Joseph Walsh was commissioned to create the graceful sculpture Magnus Modus which can now be viewed in the newly opened wing of the National Gallery of Ireland. We asked him some questions.
How did the commission come about?
Magnus Modus was commissioned by the Office of Public Works (OPW) on behalf of the National Gallery of Ireland under the Per Cent for Art Scheme, as a result of winning an OPW-initiated by invitation competition.
What was the inspiration behind Magnus Modus?
The concept was to create a material, man-made form, an object which is realised through influencing factors of circumstance as in nature, which brings a lively element into the space.
This series of work and its form represents a sense, a feeling. From the first sketch, the intention was to create an absolutely serene form, quiet, yet elegant with a lively movement. The final result was different from the intended result on paper.
Each piece of wood has different growing conditions and limits of flexibility, ultimately influencing its final form and appearance. The result is perfectly imperfect, a unique piece.
How closely did you work with the National Gallery and Heneghan Peng architects before creating the piece? What considerations come into play?
The team of The National Gallery of Ireland was great, they enabled us to really optimise the piece, they passionately followed the progress and their passion inspired us to go further and further.
Heneghan Peng created this amazing space and we are honoured to have been chosen to create the work for it.

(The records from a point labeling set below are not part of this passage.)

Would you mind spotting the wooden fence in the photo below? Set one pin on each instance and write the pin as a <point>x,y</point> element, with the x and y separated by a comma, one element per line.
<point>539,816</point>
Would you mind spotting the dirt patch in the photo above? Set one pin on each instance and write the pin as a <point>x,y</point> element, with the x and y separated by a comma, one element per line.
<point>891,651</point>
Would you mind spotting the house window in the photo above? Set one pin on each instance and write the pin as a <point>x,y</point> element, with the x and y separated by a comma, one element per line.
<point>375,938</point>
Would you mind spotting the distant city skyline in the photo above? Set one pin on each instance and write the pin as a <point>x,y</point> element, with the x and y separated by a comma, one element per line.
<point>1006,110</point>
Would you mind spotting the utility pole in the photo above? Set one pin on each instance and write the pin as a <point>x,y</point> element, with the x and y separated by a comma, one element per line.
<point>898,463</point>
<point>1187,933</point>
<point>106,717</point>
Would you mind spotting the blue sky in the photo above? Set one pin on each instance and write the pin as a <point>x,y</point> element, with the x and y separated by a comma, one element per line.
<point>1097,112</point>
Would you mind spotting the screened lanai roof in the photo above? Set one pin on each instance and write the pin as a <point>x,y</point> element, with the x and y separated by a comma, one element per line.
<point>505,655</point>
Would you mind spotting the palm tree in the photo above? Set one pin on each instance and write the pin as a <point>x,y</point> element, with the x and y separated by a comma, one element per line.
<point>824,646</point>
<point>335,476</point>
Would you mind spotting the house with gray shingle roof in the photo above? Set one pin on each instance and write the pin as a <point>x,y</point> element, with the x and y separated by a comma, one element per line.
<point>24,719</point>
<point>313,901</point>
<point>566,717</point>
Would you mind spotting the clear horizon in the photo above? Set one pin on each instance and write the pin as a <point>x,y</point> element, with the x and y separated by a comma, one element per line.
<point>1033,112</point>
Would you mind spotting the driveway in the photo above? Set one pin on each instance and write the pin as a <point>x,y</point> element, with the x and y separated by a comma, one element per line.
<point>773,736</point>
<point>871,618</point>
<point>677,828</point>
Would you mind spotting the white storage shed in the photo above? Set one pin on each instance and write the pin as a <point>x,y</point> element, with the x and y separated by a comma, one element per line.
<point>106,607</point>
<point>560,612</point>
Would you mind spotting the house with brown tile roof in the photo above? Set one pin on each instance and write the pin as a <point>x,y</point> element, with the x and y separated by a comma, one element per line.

What do you hope the public take from seeing Magnus Modus?
The Magnus Modus is a piece that, for me, created a lot of joy. I hope that visitors of the installation experience that same joy when they see it.
What else is in the pipeline for 2017 and beyond?
We are working on some exciting projects, both larger scale sculptures, one more for Dublin actually, and another for India. We are also working on a very exciting exhibition in Japan and many other things!!